Da periclitação da vida e da saúde
Art. 132 – Expor a vida ou a saúde de outrem a perigo direto e iminente: Pena – detenção, de três meses a um ano, se o fato não constitui crime mais grave.
Parágrafo único. A pena é aumentada de um sexto a um terço se a exposição da vida ou da saúde de outrem a perigo decorre do transporte de pessoas para a prestação de serviços em estabelecimentos de qualquer natureza, em desacordo com as normas legais.(Incluído pela Lei nº 9.777, de 29.12.1998).

A responsabilidade penal, que é pessoal (do empregador, do tomador de serviços, do preposto, do membro da CIPA, do engenheiro de segurança, do médico do trabalho, etc.),
Será caracterizada não só pelo acidente do trabalho, quando a ação ou omissão decorrer de dolo ou culpa, mas também pelo descumprimento das normas de segurança, higiene e medicina do trabalho, expondo-se a risco e perigo a vida dos trabalhadores, como preceitua o Código Penal.

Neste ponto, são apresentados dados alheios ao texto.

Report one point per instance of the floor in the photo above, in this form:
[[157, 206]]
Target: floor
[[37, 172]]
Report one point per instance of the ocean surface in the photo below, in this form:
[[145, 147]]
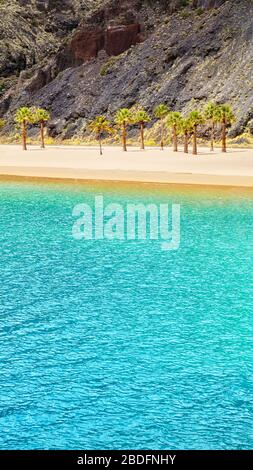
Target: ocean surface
[[119, 344]]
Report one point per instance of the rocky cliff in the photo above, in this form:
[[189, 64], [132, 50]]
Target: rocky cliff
[[80, 59]]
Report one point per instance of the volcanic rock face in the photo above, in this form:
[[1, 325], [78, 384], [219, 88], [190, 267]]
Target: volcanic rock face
[[128, 51], [89, 41]]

Constitui contravenção penal, punível com multa, deixar a empresa de cumprir as normas de segurança e higiene do trabalho. Art. 120.
Nos casos de negligência quanto às normas padrão de segurança e higiene do trabalho indicados para a proteção individual e coletiva, a Previdência Social proporá ação regressiva contra os responsáveis. Art. 121.
É importante, ainda, salientar outro artigo do Código Penal, referente ao chamado Crime de Perigo – art. 132: “Expor a vida ou a saúde de outrem a perigo direto e iminente”. A pena para este caso varia de 3 meses a 1 ano, se o fato não constituir crime mais grave.

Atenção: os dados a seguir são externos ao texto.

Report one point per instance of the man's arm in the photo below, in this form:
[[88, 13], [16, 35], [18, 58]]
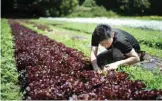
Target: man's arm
[[94, 50]]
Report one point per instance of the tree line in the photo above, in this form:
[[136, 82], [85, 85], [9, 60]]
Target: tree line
[[58, 8]]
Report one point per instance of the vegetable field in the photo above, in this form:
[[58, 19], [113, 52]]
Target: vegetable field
[[48, 60]]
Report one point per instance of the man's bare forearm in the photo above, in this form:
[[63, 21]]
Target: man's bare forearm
[[128, 61]]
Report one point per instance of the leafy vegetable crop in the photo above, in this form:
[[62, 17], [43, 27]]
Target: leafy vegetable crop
[[50, 70]]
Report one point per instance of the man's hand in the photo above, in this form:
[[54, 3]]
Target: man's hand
[[98, 70], [110, 66]]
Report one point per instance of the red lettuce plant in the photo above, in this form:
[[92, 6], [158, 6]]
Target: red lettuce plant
[[50, 70]]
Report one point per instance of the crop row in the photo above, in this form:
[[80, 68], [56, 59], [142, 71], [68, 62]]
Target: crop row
[[50, 70]]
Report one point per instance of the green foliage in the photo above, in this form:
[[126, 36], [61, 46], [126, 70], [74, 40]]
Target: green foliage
[[141, 35], [9, 76], [96, 11], [153, 79]]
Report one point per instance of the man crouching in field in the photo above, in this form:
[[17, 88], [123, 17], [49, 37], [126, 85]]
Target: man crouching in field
[[122, 48]]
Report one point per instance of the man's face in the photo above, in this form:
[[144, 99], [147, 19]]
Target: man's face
[[106, 43]]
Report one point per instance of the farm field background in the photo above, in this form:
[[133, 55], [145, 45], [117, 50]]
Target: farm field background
[[77, 36]]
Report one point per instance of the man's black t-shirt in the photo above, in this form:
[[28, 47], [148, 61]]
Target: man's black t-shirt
[[122, 40]]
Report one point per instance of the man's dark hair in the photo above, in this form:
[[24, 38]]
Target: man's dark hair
[[103, 31]]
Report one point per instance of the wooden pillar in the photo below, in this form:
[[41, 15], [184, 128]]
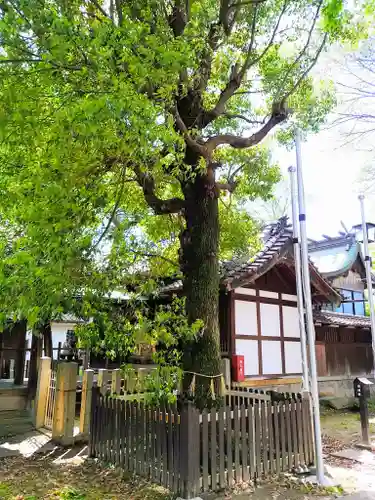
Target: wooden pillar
[[116, 381], [85, 414], [19, 369], [44, 377], [35, 355], [65, 403], [189, 442]]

Artigo 121 do Código Penal:
“Quando o acidente decorre de culpa grave, caracterizado em processo criminal, o causador do evento fica sujeito, se resulta morte do trabalhador:
Detenção de 1 a 3 anos.
Aumento da pena de um terço se o crime foi resultante de inobservância de regra técnica de profissão.”

Artigo 129 do Código Penal:
“Se resulta em lesão corporal de natureza grave ou incapacidade permanente para o trabalho:
Detenção de 2 meses a 1 ano.
Aumento de um terço da pena se o crime foi resultante de inobservância de regra técnica de profissão.”

Artigo 132 do Código Penal:
“Expor a vida ou a saúde do trabalhador à perigo direto e iminente.
Pena – Prisão de 3 meses a 1 ano.”
Decreto 3048, de 06 de maio de 1999,

Aprova o Regulamento da Previdência Social:
Art. 343. Constitui contravenção penal, punível com multa, deixar a empresa de cumprir as normas de segurança e saúde do trabalho.

LEGISLAÇÃO CIVIL:
Artigo 927 do Código Civil: “aquele que, por ato ilícito(arts.186e187), causar dano a outrem fica obrigado a repará-lo.”
Artigo 932 – são também responsáveis pela reparação civil:
Item III – o empregador ou comitente, por seus empregados, serviçais e prepostos, no exercício do trabalho que lhes competir, ou em razão dele.”
Art. 949 – no caso de lesão ou outra ofensa à saúde, o ofensor indenizará o ofendido das despesas do tratamento e dos lucros cessantes até ao fim da convalescença, além de algum outro prejuízo que o ofendido prove haver sofrido.

CÓDIGO DE DEFESA DO CONSUMIDOR:
Lei 8078/90 – Seção I: da Proteção à saúde e segurança
Capítulo III: Direitos básicos do consumidor
I: proteção da vida, saúde e segurança contra usos;
IV: A efetiva prevenção, reparação de danos patrimoniais, morais, individuais, coletivos e difusos.